The Times points out that this “approach (to the use of drones in combat)… for possible strikes in countries where Qaeda- or Islamic State-linked militants are operating, from Nigeria to the Philippines” is evolving. And under the Trump administration, it is no longer necessary that drone attack decisions only be made at the highest levels of government. “The requirement for having a “near certainty” of avoiding civilian casualties’ ― always something of an inter-governmental friction ― officially remains in place for now.” This march, Fox News (not a prime source of information for me) reported that the marines are planning to build a highly new and multipurpose drone, called the MUX, for Marine Air Ground Task Force Unmanned Aircraft System-Expeditionary. “The MUX will terrify enemies of the United States, and with good reason. The aircraft won’t be just big and powerful: it will also be ultra-smart.
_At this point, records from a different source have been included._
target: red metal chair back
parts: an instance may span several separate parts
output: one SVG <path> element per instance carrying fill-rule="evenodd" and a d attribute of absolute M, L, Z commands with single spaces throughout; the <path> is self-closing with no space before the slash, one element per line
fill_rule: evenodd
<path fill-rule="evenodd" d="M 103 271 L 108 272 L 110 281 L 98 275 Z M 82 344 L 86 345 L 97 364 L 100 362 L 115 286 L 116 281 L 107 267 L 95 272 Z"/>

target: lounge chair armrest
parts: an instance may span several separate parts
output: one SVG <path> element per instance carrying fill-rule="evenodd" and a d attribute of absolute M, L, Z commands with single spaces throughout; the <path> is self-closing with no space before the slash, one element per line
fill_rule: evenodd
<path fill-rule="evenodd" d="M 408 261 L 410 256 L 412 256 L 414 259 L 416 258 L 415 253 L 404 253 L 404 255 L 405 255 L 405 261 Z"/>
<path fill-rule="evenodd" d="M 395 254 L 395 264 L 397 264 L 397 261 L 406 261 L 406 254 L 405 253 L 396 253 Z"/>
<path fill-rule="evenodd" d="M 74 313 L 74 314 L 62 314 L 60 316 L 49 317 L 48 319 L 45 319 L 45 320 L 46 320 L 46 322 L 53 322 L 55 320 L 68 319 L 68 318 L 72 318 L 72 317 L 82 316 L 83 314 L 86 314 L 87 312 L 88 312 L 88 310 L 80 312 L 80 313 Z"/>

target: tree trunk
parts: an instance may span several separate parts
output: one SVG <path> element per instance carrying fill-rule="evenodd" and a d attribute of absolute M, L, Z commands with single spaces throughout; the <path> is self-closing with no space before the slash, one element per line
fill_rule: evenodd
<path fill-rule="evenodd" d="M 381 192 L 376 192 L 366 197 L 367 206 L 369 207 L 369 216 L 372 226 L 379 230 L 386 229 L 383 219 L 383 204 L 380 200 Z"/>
This could be a heavily armed drone that takes off, flies, avoids obstacles, adapts and lands by itself ― all without a human piloting it.”

The time for the widespread use of some form of military drone has arrived, not merely on the battle field by nation states but also by terrorist groups, and it appears that it is an underreported present threat world-wide. One report has stated that nine countries have used armed drones in combat: the United States, Israel, the United Kingdom, Pakistan, Iraq, Nigeria, Iran, Turkey, and Azerbaijan. Those are the ones that have reported their use, but we can safely guess that there are other countries that are in the process of developing the armed drone. And similar to the traditional piloted operated fighter, the military drone falls into categories dependent upon how high they fly, their armament and their endurance of flight. Not surprising is that the United States and Israel are the top sellers of military drones with China following closely behind. What did surprise me was that India and the UK are among the largest of the purchasers.

On 9/11, after leaving my law school and prior to catching the last subway out of Brooklyn to Manhattan, I spent an hour on a high floor in a Brooklyn apartment overlooking the East River toward a large heliport jutting out into the river in the Wall Street area of Manhattan. Within minutes private planes disappeared from the landing site and a number of combat army helicopters appeared. It was my assumption that they were going to be utilized to evacuate high level government personal from the City. The late, brilliant Ian Cuthbertson set me straight: What was feared was there would be a follow-up attack by small, comparatively slow one engine planes that could not be intercepted by fast moving fighter jets and, thus, the use of the slower attack helicopters.

Which brings me to today: attack drones are not the little toys, similar to those one can purchase on Amazon. They are large enough and capable of transporting a large assortment of weapons including rockets. Why not explosives? Why not steal, manufacture or have them purchased by Iranian agents from China and then innocuously shipped in multiple stripped down parts to the waiting terrorist in the U.S. They could then be secretly reassembled and armed with explosives to be flown under the radar screen at numerous soft targets in New York, Washington or any other high value targets. Not unreasonable and real.